The Fat Lady Shrieks

On the anniversary of the most horrendous act of violence in American history all Yoko Ono is saying is give peace a chance.

Aside from the fact that she receives money every time a recording of the same name is broadcast or sold, why is Yoko delivering the peace message here in the United States?

That fact is, it was pretty peaceful in New York last year at this time until a bunch of misogynist religious fanatics murdered thousands of innocent people. Wouldn't Yoko be more effective preaching peace in the mosques and streets of the Muslim world?

Well, of course not. The appearance of a rich, opinionated, female, non-believer such as Yoko in the alleys of Mecca would a likely spark a whirlwind of fresh violence.

Here in the West Yoko is free to behave as if she is stoned. In the less tolerant Islamic world . . . well, you can make your own punchline.

I guess my question for Yoko is, if peace is so important, shouldn't we be willing to fight for it? Or must the price of peace always be submission and dishonor?

It costs Yoko nothing to plead for peace on the Upper West Side of Manhattan . . . indeed, it might just earn her some extra royalties. Why isn't she willing to make the same case in a place where peace is in desperately short supply?
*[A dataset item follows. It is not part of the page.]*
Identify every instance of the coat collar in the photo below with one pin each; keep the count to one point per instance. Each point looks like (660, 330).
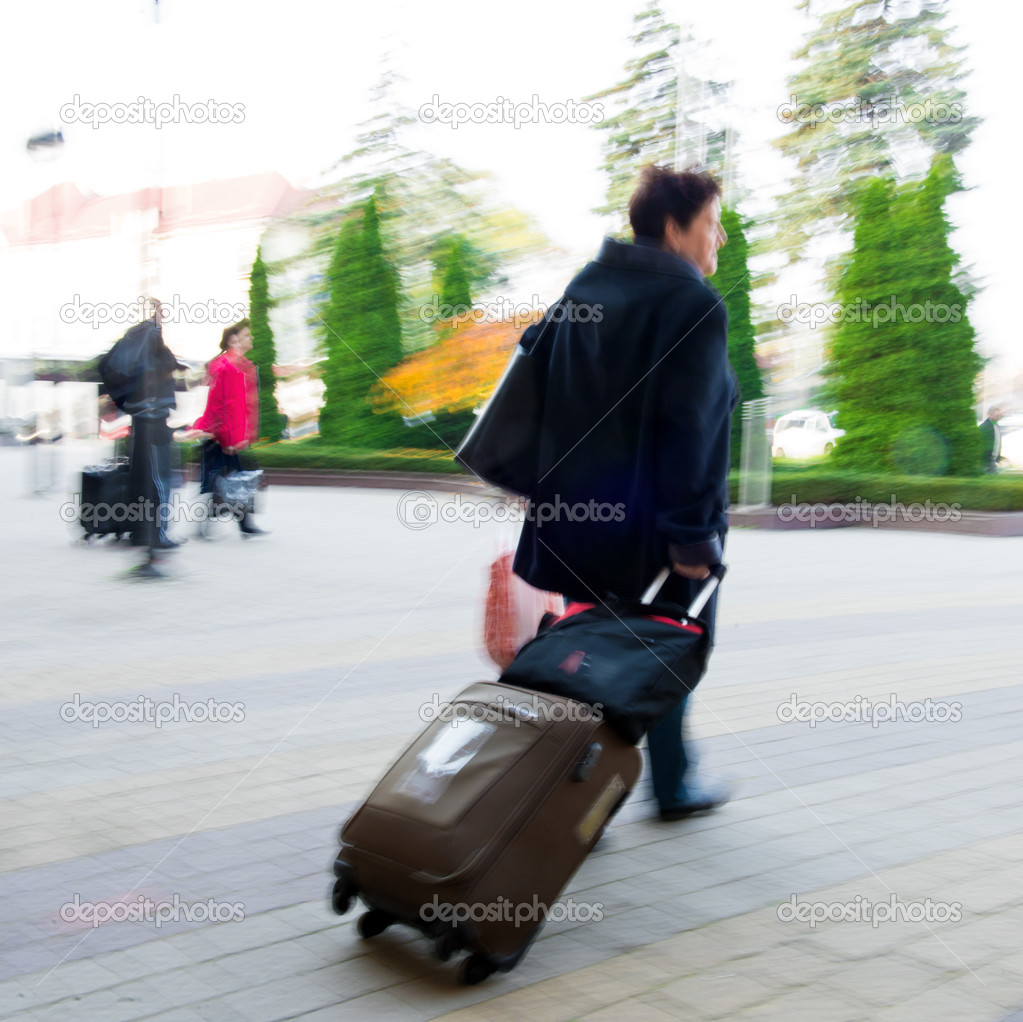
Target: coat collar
(645, 254)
I don't really blame her. I don't think I’d have the courage to put my life on the line preaching peace and brotherhood in some squalid Arab ghetto.

But what gets me about Yoko is that while she has tried to make herself into a sort of peace icon, she really doesn't seem to have given the concept much thought.

Presumably, Yoko believes peace comes from somewhere . . . that it can be added to situation or applied to a human interaction. As she puts it, "Let's create peace, unity and light.”

But peace is not like light. It is much more like darkness. Peace is the absence of violence just as darkness is the absence of light. You cannot add darkness to a room, you must first extinguish the sources of light. By the same token, you cannot add peace to a society, but you can extinguish the sources of violence.

Sure, you can do that non-violently . . . until you can’t.

I’m sort of surprised that Yoko would not have grasped this. After all, her husband was murdered by someone who loved and idolized him. Mark David Chapman must have listened to Give Peace of Chance a thousand times yet he still felt compelled to pump bullets into its author. What would have stopped Chapman other than force?

I’m all for giving peace a chance . . . but if it doesn't work there ought to be a Plan B.